The Agent uses rag_query (see Tool Calling):

You: @Code assistant How do we call the payment API?
Code assistant: [rag_query: "payment API usage"]
→ pulls from your uploaded API doc
→ answers from retrieved text

Compared to other RAG stacks

Xiajiao (虾饺) RAGDify RAGLangChain RAG
RetrievalBM25 + vector + LLM rerankVector + keywordsConfigurable
ChunkingHierarchicalFixed sizeConfigurable
Vector storeSQLite (zero extra services)Qdrant / WeaviateFAISS / Pinecone
Deploynpm startDocker ComposeBring your own
External depsNone for vectorsVector DB usually requiredOften vector DB

Less flexible than a bespoke stack, but zero external vector DB—everything in one Node process with SQLite.

Tuning tips

1. Document quality

  • Clear structure: headings, lists, paragraphs—not walls of text
  • High signal, low fluff
  • Consistent terminology

2. Chunk sizes

Defaults are 200/800. Very long native paragraphs may need code-level tuning.

3. Embedding model

Default text-embedding-3-small. With providers like Qwen, the matching provider embedding is used. For Chinese-heavy corpora, a Chinese-optimized embedding model helps.

4. Query wording

BM25 is lexical. If “how do I pay” fails, try the doc’s exact term payment API.

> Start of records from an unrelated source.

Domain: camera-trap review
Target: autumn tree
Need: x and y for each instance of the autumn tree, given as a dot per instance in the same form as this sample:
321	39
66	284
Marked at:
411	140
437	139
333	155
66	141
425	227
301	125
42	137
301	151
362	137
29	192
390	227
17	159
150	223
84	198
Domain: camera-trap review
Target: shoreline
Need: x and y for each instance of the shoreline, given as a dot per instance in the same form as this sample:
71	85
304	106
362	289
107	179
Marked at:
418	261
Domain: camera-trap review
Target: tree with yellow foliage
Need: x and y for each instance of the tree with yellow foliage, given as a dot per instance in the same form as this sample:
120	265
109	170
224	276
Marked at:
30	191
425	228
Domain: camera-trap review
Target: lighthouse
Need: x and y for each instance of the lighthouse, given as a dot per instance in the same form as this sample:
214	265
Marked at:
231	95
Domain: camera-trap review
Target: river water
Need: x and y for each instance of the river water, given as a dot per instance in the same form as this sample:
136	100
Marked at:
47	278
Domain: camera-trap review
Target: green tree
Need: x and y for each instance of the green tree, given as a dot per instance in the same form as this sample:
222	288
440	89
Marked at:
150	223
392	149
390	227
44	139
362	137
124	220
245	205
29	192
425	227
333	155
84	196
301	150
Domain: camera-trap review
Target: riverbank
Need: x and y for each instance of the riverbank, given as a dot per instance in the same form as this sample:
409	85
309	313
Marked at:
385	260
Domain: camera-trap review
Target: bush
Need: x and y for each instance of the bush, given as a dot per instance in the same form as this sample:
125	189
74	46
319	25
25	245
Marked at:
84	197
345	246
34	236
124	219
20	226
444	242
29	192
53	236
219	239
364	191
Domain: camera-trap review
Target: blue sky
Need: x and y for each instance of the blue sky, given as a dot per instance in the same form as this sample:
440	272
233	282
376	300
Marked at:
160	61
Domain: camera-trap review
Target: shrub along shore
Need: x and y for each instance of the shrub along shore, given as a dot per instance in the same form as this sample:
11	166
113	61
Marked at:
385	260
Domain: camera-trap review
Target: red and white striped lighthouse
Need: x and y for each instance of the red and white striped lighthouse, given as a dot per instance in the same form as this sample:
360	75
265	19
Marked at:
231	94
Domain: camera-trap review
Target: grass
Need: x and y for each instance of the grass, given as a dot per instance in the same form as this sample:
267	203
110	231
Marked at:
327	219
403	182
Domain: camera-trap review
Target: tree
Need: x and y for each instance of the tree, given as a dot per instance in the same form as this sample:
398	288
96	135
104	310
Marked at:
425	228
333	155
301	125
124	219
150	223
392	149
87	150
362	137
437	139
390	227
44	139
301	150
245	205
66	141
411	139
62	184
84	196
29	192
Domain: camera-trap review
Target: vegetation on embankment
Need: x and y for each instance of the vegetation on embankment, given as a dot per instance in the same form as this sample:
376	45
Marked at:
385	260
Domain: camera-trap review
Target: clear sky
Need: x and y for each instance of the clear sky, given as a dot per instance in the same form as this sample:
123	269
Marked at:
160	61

5. What works well / poorly

Works wellWorks poorly
API docs (structured, crisp terms)Scanned PDFs (bad OCR)
Specs with clear sectionsDense Excel exports
Q&A style manualsImage-only slide decks
Markdown notesLong nested legal prose

Example trace

User: @Code assistant What order statuses exist?

Internal:
├─ BM25 (FTS5): "order status"
│  hit 1: "Statuses: pending, paid, shipped, completed, cancelled" (8.2)
│  hit 2: "POST /api/orders" (3.1)

├─ Vector: embed("what order statuses")
│  hit 1: "enum OrderStatus { PENDING, PAID, ... }" (0.89)
│  hit 2: "Flow: pending→paid→shipped→completed" (0.85)

├─ RRF → Top 5

└─ LLM rerank → inject top 3 chunks

Assistant:
"Per your docs there are five statuses:
1. pending
2. paid
3. shipped
4. completed
5. cancelled

Flow: pending → paid → shipped → completed; any → cancelled.